We therefore designed our computations as a set of distinct Nextflow pipelines. Each pipeline can be called from the web interface, and take the primary keys of the dependent entries as input parameters. Nextflow is a fantastic tool for complex pipeline construction as it allows dependencies between different jobs to be easily specified, and supports a range of computation engines to be used under the hood, which allows us to configure Antelop to run on a HPC using the SLURM job scheduler, or to run computations on a dedicated compute server, or to run them locally, on AWS, etc.

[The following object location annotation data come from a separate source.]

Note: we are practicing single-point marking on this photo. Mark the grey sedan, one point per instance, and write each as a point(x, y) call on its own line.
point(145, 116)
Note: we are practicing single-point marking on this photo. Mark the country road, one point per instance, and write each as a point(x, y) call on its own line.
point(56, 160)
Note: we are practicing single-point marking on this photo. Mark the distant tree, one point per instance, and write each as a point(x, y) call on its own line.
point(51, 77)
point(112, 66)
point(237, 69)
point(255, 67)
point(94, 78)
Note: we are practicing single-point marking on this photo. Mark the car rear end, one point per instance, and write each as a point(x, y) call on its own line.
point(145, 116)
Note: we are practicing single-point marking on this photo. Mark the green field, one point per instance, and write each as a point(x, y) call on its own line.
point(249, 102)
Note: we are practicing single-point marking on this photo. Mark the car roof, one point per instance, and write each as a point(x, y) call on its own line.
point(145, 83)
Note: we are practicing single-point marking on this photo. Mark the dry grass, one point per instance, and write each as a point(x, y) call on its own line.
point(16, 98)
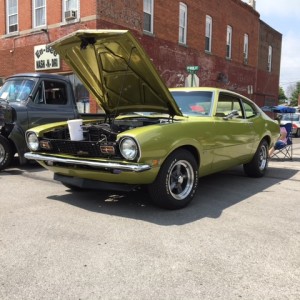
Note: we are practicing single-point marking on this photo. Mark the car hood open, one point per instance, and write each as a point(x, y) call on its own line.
point(116, 70)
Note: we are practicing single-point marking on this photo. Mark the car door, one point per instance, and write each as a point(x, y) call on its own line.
point(51, 102)
point(234, 132)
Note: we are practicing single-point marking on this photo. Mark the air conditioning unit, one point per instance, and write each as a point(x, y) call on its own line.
point(70, 14)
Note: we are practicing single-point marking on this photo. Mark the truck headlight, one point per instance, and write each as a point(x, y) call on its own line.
point(32, 141)
point(129, 148)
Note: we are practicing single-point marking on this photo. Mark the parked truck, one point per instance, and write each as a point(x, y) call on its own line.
point(28, 100)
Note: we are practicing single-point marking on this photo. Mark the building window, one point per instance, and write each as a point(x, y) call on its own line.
point(270, 52)
point(148, 15)
point(228, 42)
point(12, 15)
point(208, 33)
point(182, 23)
point(246, 53)
point(39, 13)
point(70, 9)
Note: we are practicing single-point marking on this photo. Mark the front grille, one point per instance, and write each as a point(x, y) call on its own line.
point(79, 148)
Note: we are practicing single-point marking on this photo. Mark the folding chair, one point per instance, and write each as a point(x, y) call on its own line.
point(287, 151)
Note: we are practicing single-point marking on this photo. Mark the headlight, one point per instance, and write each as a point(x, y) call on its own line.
point(129, 148)
point(32, 141)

Our pipelines are all designed so that they first query the database to figure out which attributes to run for. For example, if you are spikesorting, you can perform a single computation by inputting a session key, just like running a single datajoint make() computation. Alternatively, you can input an experiment or animal key, and then the computation will occur for all sessions that belong to this key in parallel, up to the limits on cluster resources you have configured. This makes computation much, much quicker than running a datajoint populate() call, which will run computations one after the other. So the first nextflow process is this initial query, which fetches the keys deriving from the input parameter which have not been computed yet (such as all new sessions belonging to the input experiment). These keys are then fed as different entries into a nextflow channel, and run in parallel for the rest of the pipeline. Future nextflow processes then download any raw data needed, perform computations, and upload the results, all again in parallel.

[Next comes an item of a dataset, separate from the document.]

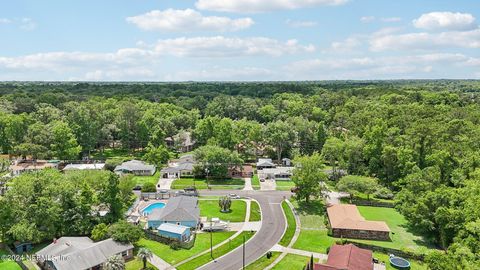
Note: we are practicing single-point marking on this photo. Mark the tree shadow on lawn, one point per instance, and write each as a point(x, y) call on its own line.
point(316, 207)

It is worth noting the challenges involved with running jobs on a HPC that pull data from a MySQL database. Namely, we do not know when a scheduled job will run. If the user schedules a job, then edits any of the dependent tables before the job runs, the job will fetch the data as it is when the job runs, not as it is when the job is scheduled. There is no simple way around this issue, so it is important that users are aware of this, or else they may get unexpected results. This in itself is not a major issue.

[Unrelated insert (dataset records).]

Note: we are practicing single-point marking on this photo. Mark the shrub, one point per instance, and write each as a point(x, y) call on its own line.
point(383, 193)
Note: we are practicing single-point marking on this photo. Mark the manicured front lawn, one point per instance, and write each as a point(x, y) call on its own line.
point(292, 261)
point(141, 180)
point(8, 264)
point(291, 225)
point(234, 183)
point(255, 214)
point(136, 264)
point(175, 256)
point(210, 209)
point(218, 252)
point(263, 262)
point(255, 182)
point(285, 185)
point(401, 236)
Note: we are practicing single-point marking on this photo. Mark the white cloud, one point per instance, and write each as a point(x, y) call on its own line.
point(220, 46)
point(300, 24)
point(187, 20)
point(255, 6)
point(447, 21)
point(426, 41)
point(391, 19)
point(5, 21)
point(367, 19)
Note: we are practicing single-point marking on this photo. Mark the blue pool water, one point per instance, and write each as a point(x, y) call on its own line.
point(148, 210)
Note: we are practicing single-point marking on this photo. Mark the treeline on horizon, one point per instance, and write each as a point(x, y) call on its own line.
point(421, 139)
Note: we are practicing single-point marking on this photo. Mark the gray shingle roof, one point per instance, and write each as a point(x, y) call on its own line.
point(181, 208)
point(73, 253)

A bigger issue is the potential risk of the database being changed during a computation. This would lead to a loss of integrity of the database - the downstream populated tables could end up not actually being the results of computations on the data they depend on but on that data’s historical value before the data was edited. This does pose a genuine risk when computations are long or cluster queues are long. The solution we use for this is to fetch all the necessary data for the computation at the start of the pipeline, and then lock the rows from which the data was fetched. We then perform our computations, upload the results at the end, and unlock the corresponding rows.

This also gets around the related issue of users being able to perform computations on overlapping queries. For example, if a user schedules a spikesorting on an animal, then shortly after they schedule spikesorting on the experiment that animal belongs to, the animal could end up having all its sessions spikesorted twice, wasting resources, since the second job will see that that animal doesn’t have any results yet, since its computation is still underway, and will also spikesort it. Therefore our initial database query checks the keys which haven’t yet been computed over, and which are not currently locked. This allows for lazy user usage of the pipeline - you could just schedule spikesorting for your experiment each time you upload a new session, and it will only run over the new data, avoiding any redundant calculations.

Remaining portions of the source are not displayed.